I think this discussion provides a high level model for understanding what is happening now. The essential component of a control system is a low latency and dependable way to measure the thing we are trying to control. This corresponds to the WHO guidelines, and the relatively successful policy of mass testing shown in South Korea in particular. It also shows why the UK and USA response of limited testing means that the pandemic is literally “out of control” in those countries. The UK’s short-lived policy of Herd Immunity was based on a bad model of the controlled process, where they hadn’t taken into account the expected death rate in the short term, and the lack of capacity in the healthcare system. Until the South Korean approach of mass testing is implemented globally, we won’t be able to control COVID-19.

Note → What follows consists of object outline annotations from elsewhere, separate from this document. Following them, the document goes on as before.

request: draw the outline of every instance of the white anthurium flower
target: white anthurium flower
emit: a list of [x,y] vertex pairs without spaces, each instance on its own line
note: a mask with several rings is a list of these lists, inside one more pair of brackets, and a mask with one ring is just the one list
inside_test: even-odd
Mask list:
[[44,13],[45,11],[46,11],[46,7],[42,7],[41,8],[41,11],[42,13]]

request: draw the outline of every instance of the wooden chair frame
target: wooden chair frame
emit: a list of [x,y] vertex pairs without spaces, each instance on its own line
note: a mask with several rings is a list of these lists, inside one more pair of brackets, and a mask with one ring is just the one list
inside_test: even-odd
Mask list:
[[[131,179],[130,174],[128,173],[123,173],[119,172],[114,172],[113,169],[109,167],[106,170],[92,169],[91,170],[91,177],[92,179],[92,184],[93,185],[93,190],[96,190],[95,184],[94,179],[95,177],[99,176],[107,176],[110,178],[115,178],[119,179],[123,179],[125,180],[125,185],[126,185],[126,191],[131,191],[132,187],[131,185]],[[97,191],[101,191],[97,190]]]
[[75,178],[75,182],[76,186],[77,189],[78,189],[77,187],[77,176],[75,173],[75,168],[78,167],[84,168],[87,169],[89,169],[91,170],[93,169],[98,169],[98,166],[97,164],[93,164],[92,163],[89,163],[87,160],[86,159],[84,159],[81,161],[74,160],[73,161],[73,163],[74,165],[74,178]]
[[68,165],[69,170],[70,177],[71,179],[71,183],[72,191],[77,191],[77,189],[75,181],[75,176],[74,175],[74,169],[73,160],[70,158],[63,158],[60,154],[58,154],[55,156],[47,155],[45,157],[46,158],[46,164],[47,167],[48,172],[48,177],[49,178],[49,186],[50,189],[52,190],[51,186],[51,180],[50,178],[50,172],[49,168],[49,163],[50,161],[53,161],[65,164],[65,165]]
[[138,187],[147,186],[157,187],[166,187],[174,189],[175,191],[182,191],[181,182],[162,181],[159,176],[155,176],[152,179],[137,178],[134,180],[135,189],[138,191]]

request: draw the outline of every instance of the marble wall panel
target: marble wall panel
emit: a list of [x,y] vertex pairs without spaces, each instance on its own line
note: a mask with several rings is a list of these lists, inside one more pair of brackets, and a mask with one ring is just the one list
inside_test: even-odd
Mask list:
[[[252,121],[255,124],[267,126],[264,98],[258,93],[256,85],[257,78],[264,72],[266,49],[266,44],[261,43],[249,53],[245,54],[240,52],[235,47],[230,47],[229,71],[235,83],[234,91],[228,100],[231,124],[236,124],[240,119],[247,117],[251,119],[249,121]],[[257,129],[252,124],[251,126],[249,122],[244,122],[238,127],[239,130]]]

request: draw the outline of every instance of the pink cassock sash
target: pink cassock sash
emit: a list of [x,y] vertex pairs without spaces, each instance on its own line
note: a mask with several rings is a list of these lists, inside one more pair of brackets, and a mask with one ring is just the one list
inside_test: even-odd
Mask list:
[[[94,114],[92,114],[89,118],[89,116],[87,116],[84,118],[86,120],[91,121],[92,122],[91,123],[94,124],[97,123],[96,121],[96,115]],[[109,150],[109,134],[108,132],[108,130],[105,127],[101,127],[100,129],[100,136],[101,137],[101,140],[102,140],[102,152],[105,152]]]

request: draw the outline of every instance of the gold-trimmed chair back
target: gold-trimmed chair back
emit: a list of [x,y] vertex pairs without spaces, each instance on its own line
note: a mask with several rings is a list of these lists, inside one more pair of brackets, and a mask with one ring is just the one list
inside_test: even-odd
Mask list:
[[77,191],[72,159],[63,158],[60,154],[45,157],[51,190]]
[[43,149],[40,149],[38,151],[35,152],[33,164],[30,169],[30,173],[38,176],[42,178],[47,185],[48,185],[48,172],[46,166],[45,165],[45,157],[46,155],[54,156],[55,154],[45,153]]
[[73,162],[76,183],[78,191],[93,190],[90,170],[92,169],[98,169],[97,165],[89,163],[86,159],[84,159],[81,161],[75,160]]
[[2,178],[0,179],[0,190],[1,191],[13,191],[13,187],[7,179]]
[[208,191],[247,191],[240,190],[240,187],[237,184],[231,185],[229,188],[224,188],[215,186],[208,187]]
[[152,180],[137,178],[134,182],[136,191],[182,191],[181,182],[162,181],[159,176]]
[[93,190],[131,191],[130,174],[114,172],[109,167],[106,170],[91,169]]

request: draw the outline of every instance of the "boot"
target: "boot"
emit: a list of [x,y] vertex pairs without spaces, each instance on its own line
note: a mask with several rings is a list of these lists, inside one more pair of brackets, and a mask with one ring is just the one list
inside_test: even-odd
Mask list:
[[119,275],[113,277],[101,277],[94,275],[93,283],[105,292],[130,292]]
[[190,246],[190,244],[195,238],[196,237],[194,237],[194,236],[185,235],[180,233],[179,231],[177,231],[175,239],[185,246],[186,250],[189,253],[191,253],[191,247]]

We can expect pandemics to recur every few years, and this one is bad enough to setup some long term changes in the system that should provide resilience to new viruses and to recurrence of existing ones. One way to operate a global economy in the presence of viral pandemics is to have testing be a continuous part of everyone’s life and to be a gate on movement of people, even when there isn’t a pandemic. So in order to get on a scheduled airline flight or possibly event to attend a large public event you would have to take a test to show you aren’t carrying any of the known viruses that are bad enough to kill people. That could include the flu, but might not include the common cold. The cost per test for testing in huge volume can be driven down to a very low level over time.
The blanket application of shelter in place rules, as are in place in Santa Clara county (where I’m currently writing this) is currently affecting millions of people, with a few hundred confirmed cases. If everyone was tested regularly, then we could find the actual people who should be isolated and the rest of us would be confident that we aren’t spreading the virus, and get on with our lives. The social and financial costs of the shutdown are big enough that the ongoing blanket testing alternative may end up looking like a good deal.